Probably not – hopefully not. Because you first of all know that by acting unreasonable or crazy, you sacrifice any hope of proving your point. Like the lady who called into 911 because a Carl’s Jr. got her order wrong. Further, you know that in business, there is a limit to what recourse you have when you don’t like the way one business operates. You’re welcome to take your business elsewhere and you are welcome to set up a competing business that offers the benefits another business might not. Organizing boycotts over issues that simply don’t matter in this day and age, especially when you have numerous other alternatives, is cah-ray-zee!

I mean, doesn’t this just smack of blowhardism? Doesn’t it say “I have too much time on my hands”? People who can’t set up their own online store but have enough energy and talent to put together a national protest against the very business that makes their enterprise possible – does it get any more counterproductive? If I were eBay, I’d let this boycott run its course and then cancel every membership that was involved. I’d say “Thanks, but I would rather not do business with you – feel free to set up your own online store.” I’m being a little rambunctious – eBay’s handling the issue with much more poise than I would, in a similar situation.

Let’s review: eBay blew the doors off of online retail with its business model back in the mid-to-late 90s. I would suggest deserves quite a bit of credit for making selling items so simple to do. Anyone else out there who thinks they can do as much business, better than they can, is welcome to try. I don’t want to sound too much like an eBay shill – I’m very ambivalent toward them, myself – but I feel a certain distaste for the automatic assumption that a big company is necessarily a bad company. In this case, it definitely feels like the inmates are trying to take over the asylum, with predictable results.
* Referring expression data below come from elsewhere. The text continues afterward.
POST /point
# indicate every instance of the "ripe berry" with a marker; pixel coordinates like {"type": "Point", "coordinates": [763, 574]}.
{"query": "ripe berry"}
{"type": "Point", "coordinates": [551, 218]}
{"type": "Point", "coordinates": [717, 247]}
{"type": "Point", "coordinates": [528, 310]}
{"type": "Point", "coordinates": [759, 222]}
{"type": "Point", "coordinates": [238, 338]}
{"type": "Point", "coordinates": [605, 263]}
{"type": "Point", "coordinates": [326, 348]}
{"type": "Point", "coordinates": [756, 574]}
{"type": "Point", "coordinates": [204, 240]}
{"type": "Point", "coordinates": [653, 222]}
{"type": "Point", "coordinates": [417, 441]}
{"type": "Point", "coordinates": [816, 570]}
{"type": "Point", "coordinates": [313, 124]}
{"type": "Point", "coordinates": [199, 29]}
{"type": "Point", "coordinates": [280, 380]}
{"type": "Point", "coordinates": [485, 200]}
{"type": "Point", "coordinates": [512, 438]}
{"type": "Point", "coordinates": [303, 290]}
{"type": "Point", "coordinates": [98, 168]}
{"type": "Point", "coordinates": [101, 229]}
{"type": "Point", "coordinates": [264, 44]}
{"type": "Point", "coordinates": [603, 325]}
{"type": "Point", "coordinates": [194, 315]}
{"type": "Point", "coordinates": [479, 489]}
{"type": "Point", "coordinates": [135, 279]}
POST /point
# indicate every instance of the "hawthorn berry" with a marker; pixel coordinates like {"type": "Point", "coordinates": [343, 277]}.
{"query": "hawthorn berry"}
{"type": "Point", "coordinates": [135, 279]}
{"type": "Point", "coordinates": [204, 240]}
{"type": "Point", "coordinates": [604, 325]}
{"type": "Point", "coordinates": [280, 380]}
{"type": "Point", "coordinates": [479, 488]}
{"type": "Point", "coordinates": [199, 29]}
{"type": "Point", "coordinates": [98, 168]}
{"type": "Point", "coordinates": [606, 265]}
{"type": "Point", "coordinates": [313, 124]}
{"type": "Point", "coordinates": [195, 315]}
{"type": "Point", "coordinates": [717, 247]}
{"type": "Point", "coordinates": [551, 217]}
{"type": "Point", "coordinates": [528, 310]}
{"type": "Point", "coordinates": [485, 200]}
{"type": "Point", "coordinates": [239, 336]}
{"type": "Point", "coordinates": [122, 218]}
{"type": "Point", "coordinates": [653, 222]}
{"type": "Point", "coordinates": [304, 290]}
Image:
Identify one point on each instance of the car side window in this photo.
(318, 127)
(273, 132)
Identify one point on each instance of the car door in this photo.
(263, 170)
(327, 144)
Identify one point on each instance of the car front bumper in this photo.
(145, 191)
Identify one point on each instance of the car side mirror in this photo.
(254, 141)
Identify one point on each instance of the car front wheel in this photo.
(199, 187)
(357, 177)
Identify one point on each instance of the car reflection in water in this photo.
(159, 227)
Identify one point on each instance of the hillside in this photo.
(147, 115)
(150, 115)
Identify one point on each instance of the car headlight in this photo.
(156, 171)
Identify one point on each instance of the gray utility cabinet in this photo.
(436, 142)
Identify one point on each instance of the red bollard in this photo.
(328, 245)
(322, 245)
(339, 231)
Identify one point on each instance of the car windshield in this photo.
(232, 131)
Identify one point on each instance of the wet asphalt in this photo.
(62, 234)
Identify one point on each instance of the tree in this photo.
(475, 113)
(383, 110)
There are other options for selling your crap on the Internet. Craiglist, Amazon and even XSBay.Net - an alternative to eBay started by a friend of mine – you can sell your stuff here if eBay makes you so angry. I’m not endorsing this site or any site – I’m not saying eBay is great or that XSBay is better than eBay – they are what they are. Finding yourself in a situation that you don’t like is just part of life – what you do after that is what defines you as a person.

Hopefully, after this debacle dies down, some of these organizers will take a hard look in the mirror and recognize that they made themselves look like fools. Showing this much ability to organize, plan and execute, but being unable to develop your own independent web business says so much more about you than it does about eBay. Publicly and repeatedly – you are biting the hand that feeds you and we all know how well that turns out. Work with eBay or take your business elsewhere – stop wasting my time by asking me to care about things that aren’t important.